MedImmune, Mountain View, California, USA.
Clin Pharmacol Ther. 2018 Apr;103(4):631-642. doi: 10.1002/cpt.982. Epub 2018 Feb 2.
The objectives of this analysis were to develop a population pharmacokinetics (PK) model of durvalumab, an anti-PD-L1 antibody, and quantify the impact of baseline and time-varying patient/disease characteristics on PK. Pooled data from two studies (1,409 patients providing 7,407 PK samples) were analyzed with nonlinear mixed effects modeling. Durvalumab PK was best described by a two-compartment model with both linear and nonlinear clearances. Three candidate models were evaluated: a time-invariant clearance (CL) model, an empirical time-varying CL model, and a semimechanistic time-varying CL model incorporating longitudinal covariates related to disease status (tumor shrinkage and albumin). The data supported a slight decrease in durvalumab clearance with time and suggested that it may be associated with a decrease in nonspecific protein catabolic rate among cancer patients who benefit from therapy. No covariates were clinically relevant, indicating no need for dose adjustment. Simulations indicated similar overall PK exposures following weight-based and flat-dosing regimens.

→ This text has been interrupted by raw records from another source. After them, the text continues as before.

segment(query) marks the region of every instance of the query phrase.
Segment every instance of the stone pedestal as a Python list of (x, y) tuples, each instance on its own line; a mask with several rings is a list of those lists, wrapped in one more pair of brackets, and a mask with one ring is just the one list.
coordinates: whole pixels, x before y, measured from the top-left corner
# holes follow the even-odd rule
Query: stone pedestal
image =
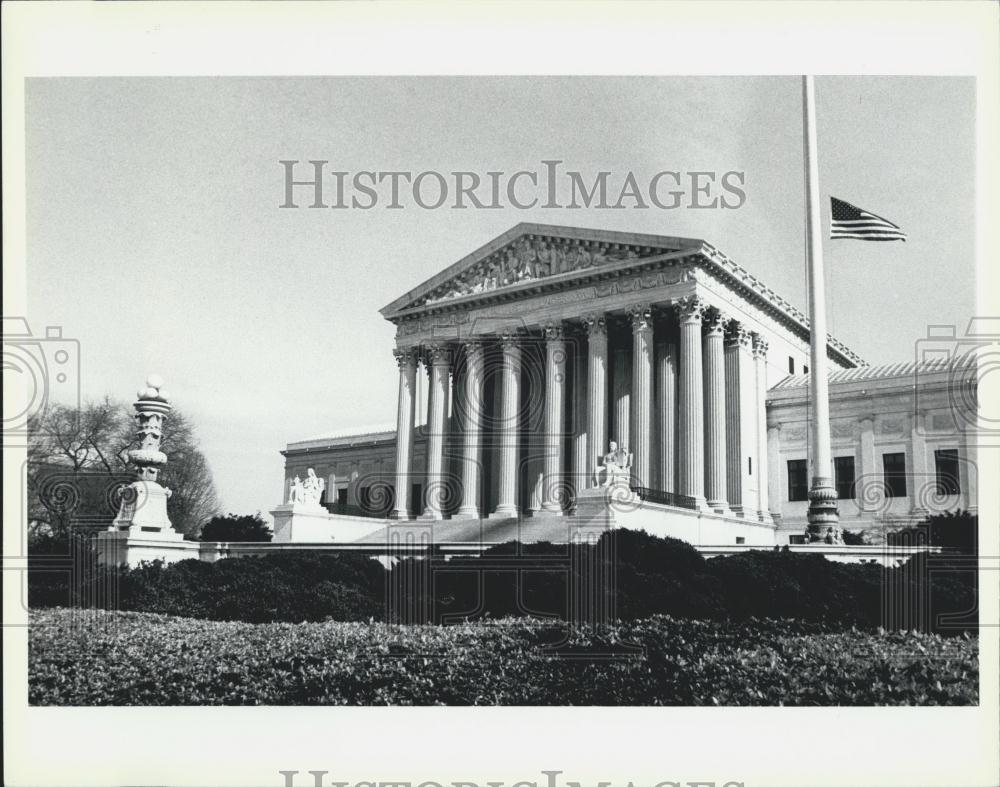
[(169, 497), (156, 481), (133, 481), (122, 493), (121, 508), (110, 529), (128, 532), (131, 538), (183, 538), (167, 516)]

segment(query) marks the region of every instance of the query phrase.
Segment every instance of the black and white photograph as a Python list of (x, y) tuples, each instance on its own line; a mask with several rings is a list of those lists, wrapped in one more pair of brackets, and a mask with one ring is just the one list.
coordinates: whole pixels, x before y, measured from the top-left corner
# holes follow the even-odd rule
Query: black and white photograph
[[(1000, 778), (982, 77), (413, 68), (26, 66), (14, 107), (5, 81), (18, 712), (122, 714), (94, 717), (112, 748), (133, 714), (186, 718), (200, 748), (253, 708), (251, 758), (295, 740), (271, 718), (348, 749), (360, 708), (445, 706), (406, 723), (425, 755), (433, 718), (501, 707), (570, 736), (643, 713), (652, 739), (757, 708), (775, 755), (848, 760), (853, 712), (888, 758), (854, 781), (803, 755), (650, 787)], [(964, 713), (981, 759), (894, 770), (924, 745), (891, 737), (921, 729), (889, 732), (901, 706)], [(126, 754), (93, 783), (452, 783), (323, 751), (253, 782)], [(600, 775), (560, 756), (507, 781)]]

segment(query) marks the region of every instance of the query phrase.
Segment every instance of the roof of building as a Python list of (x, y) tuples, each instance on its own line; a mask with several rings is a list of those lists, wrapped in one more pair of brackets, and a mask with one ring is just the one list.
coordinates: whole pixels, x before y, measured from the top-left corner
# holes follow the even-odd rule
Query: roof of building
[[(465, 295), (456, 294), (455, 297), (445, 300), (428, 301), (432, 294), (447, 289), (449, 282), (453, 282), (464, 272), (484, 265), (486, 260), (523, 238), (548, 238), (577, 244), (597, 244), (600, 247), (613, 246), (618, 258), (607, 265), (549, 275), (544, 279), (532, 280), (530, 283), (519, 282), (494, 290)], [(625, 256), (621, 257), (622, 254)], [(784, 322), (800, 338), (805, 338), (808, 341), (809, 318), (801, 310), (719, 249), (700, 238), (678, 238), (667, 235), (598, 230), (555, 224), (521, 223), (511, 227), (489, 243), (467, 254), (458, 262), (449, 265), (392, 303), (387, 304), (380, 309), (380, 313), (387, 320), (398, 322), (407, 318), (412, 319), (414, 316), (424, 313), (463, 309), (474, 302), (485, 303), (497, 299), (502, 300), (525, 287), (536, 292), (538, 287), (574, 286), (583, 280), (603, 277), (608, 270), (613, 268), (621, 270), (641, 269), (648, 264), (650, 259), (674, 259), (675, 257), (682, 262), (687, 261), (703, 266), (712, 275), (717, 276), (735, 289), (742, 297), (765, 309), (778, 318), (780, 322)], [(827, 334), (827, 343), (830, 351), (843, 363), (855, 366), (865, 364), (863, 358), (830, 334)]]
[[(946, 373), (956, 369), (975, 366), (975, 363), (975, 354), (969, 353), (957, 357), (935, 358), (928, 361), (908, 361), (904, 363), (883, 364), (882, 366), (860, 366), (856, 369), (837, 369), (830, 372), (827, 379), (831, 385), (888, 380), (898, 377)], [(770, 390), (782, 391), (788, 388), (803, 388), (809, 385), (809, 376), (808, 374), (789, 375), (773, 385)]]
[[(369, 533), (358, 542), (362, 544), (392, 544), (403, 537), (407, 528), (415, 523), (390, 524)], [(569, 517), (537, 517), (518, 519), (444, 519), (428, 523), (434, 531), (434, 541), (453, 544), (504, 544), (520, 541), (530, 544), (538, 541), (566, 543), (579, 528)]]
[(308, 451), (312, 448), (326, 448), (331, 445), (352, 445), (355, 443), (373, 443), (380, 440), (396, 438), (395, 424), (376, 424), (374, 426), (354, 426), (348, 429), (338, 429), (334, 432), (306, 437), (288, 444), (286, 451)]

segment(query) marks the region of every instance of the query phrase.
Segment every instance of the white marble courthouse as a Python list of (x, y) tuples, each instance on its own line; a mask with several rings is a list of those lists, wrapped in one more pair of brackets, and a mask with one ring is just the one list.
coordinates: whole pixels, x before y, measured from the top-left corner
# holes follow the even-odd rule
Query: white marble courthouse
[[(395, 424), (282, 452), (285, 500), (314, 468), (331, 528), (419, 518), (489, 540), (512, 520), (565, 522), (596, 499), (614, 441), (636, 492), (606, 502), (618, 524), (700, 545), (800, 539), (808, 319), (710, 244), (520, 224), (381, 314), (397, 327)], [(842, 526), (975, 509), (955, 364), (872, 369), (832, 336), (827, 355)]]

本分析的目的是建立一种抗 PD-L1 抗体 durvalumab 的群体药代动力学(PK)模型,并定量评估基线和时变患者/疾病特征对 PK 的影响。对来自两项研究(共 1409 例患者,提供 7407 个 PK 样本)的数据进行非线性混合效应模型分析。durvalumab PK 最好通过具有线性和非线性清除率的两室模型来描述。评估了三个候选模型:一个时不变清除率(CL)模型、一个经验时变 CL 模型和一个半机械时变 CL 模型,该模型纳入了与疾病状态相关的纵向协变量(肿瘤缩小和白蛋白)。数据支持 durvalumab 清除率随时间略有下降的结论,并提示其可能与接受治疗的癌症患者非特异性蛋白分解率降低有关。无临床相关的协变量,表明无需调整剂量。模拟表明,基于体重和固定剂量方案的总体 PK 暴露相似。